You don’t mess with Unity’s policies

Recently I ran into a problem. Quite well designed system degraded in terms of performance after a few commits. The whole architecture is wired with an infrastructure library written with unity container as a base for dependency injection. One of its features is a simple adding proxies, for instance adding some information to an exception’s data in case of throwing one.
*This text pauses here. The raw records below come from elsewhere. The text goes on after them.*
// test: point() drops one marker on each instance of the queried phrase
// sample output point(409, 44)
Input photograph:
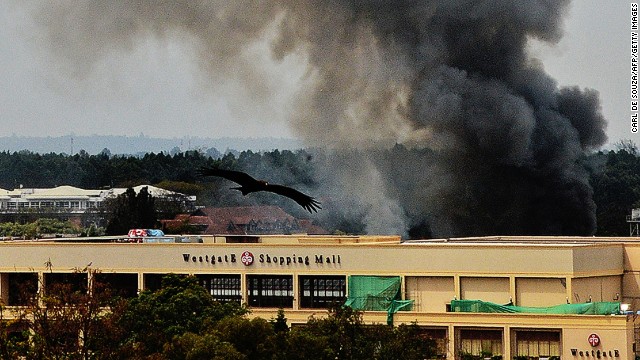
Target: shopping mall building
point(514, 297)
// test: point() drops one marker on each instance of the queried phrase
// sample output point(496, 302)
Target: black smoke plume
point(439, 121)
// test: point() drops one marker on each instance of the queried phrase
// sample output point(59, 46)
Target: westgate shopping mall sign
point(247, 258)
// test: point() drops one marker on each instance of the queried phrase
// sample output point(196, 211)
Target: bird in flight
point(248, 185)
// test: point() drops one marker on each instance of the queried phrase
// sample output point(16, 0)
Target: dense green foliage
point(39, 228)
point(182, 322)
point(614, 177)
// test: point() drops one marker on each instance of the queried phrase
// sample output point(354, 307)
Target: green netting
point(378, 293)
point(593, 308)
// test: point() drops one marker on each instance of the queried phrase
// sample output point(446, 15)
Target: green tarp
point(377, 293)
point(592, 308)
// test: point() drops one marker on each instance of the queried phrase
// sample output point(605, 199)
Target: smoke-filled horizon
point(491, 144)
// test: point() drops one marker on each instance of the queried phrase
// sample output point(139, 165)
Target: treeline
point(181, 321)
point(614, 177)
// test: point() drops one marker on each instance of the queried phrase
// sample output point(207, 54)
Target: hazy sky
point(157, 87)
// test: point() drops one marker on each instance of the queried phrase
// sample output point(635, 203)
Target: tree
point(181, 306)
point(130, 210)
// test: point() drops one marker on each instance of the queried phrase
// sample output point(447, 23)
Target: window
point(22, 288)
point(124, 285)
point(270, 290)
point(481, 342)
point(223, 288)
point(537, 343)
point(65, 282)
point(322, 291)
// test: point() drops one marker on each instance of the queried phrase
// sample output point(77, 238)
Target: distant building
point(634, 222)
point(68, 202)
point(244, 220)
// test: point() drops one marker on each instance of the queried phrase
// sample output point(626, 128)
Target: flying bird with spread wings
point(248, 185)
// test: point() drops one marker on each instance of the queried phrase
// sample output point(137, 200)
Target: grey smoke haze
point(490, 143)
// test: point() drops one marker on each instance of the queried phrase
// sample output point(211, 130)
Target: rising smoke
point(441, 123)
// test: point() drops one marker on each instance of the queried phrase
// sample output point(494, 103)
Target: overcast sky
point(157, 87)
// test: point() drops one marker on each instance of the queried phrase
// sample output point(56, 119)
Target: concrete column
point(4, 288)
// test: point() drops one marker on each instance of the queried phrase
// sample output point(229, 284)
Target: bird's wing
point(235, 176)
point(306, 201)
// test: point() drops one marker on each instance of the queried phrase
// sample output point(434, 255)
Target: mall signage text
point(247, 258)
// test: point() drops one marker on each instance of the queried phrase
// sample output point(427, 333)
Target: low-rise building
point(69, 202)
point(501, 297)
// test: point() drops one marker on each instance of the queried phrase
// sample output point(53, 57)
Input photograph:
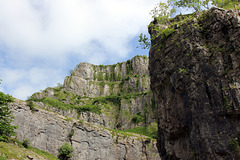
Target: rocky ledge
point(195, 79)
point(48, 131)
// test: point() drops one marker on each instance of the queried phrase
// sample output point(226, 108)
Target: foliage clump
point(65, 151)
point(6, 117)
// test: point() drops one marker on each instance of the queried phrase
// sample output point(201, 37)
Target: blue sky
point(41, 40)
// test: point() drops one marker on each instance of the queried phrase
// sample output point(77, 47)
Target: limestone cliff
point(195, 79)
point(90, 111)
point(48, 131)
point(113, 96)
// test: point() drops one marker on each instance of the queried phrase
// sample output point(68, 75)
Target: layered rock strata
point(120, 91)
point(49, 131)
point(195, 79)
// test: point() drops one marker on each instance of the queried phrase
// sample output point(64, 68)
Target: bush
point(25, 143)
point(137, 118)
point(65, 151)
point(6, 117)
point(152, 130)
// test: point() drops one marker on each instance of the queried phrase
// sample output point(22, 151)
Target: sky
point(42, 40)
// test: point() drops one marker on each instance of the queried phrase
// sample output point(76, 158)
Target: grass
point(17, 151)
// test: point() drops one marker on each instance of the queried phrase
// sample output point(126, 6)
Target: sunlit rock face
point(48, 131)
point(195, 79)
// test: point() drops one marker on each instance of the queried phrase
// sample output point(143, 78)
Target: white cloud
point(44, 34)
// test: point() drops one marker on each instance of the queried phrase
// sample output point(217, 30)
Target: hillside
point(17, 151)
point(97, 111)
point(195, 69)
point(113, 96)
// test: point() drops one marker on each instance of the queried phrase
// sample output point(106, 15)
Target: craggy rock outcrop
point(84, 80)
point(49, 131)
point(195, 79)
point(126, 84)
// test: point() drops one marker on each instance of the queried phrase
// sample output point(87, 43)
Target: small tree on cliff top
point(6, 130)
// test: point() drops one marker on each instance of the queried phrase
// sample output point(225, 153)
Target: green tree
point(6, 117)
point(65, 151)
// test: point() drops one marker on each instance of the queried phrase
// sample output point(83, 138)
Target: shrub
point(25, 143)
point(6, 117)
point(65, 151)
point(137, 118)
point(152, 130)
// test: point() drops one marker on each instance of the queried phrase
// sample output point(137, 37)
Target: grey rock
point(195, 81)
point(48, 131)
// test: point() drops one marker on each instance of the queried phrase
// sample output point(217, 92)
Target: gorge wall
point(48, 131)
point(195, 79)
point(89, 109)
point(113, 96)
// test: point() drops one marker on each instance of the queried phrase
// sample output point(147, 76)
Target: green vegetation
point(15, 150)
point(6, 117)
point(65, 151)
point(163, 11)
point(137, 118)
point(234, 144)
point(26, 143)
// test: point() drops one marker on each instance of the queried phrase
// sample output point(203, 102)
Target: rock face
point(121, 91)
point(49, 131)
point(195, 79)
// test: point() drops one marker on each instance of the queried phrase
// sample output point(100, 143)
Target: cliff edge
point(195, 79)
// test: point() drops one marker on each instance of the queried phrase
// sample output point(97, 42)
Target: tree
point(65, 151)
point(6, 129)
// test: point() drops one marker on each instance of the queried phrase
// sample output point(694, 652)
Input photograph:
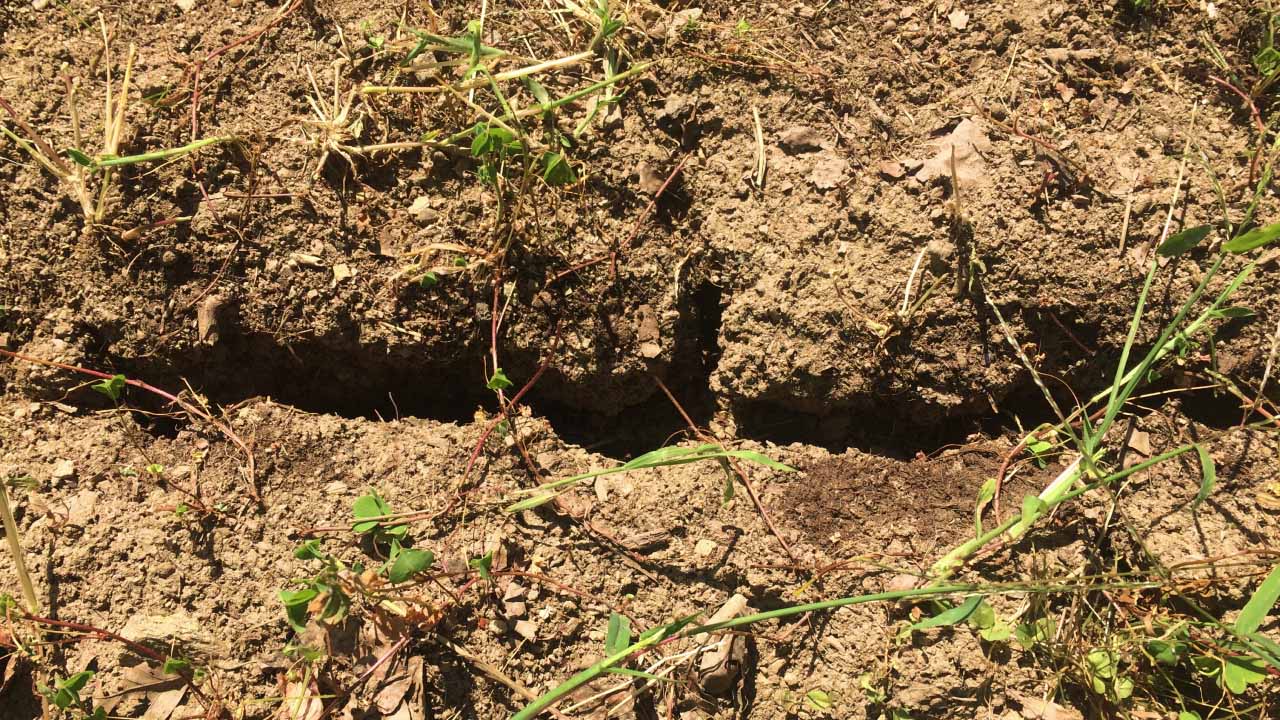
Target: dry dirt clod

The interceptor doing it is quite simple:

public class ExceptionDataAppendingInterceptor : IInterceptor
{
	public void Intercept(IInvocation invocation)
	{
		try
		{
			invocation.Proceed();
		}
		catch (Exception ex)
		{
			ex.AppendMethodCallData(
			    invocation.Method, invocation.Arguments);
			throw;
		}
	}
}

The exension method appending data is a bit more complex but does not add any value to the post.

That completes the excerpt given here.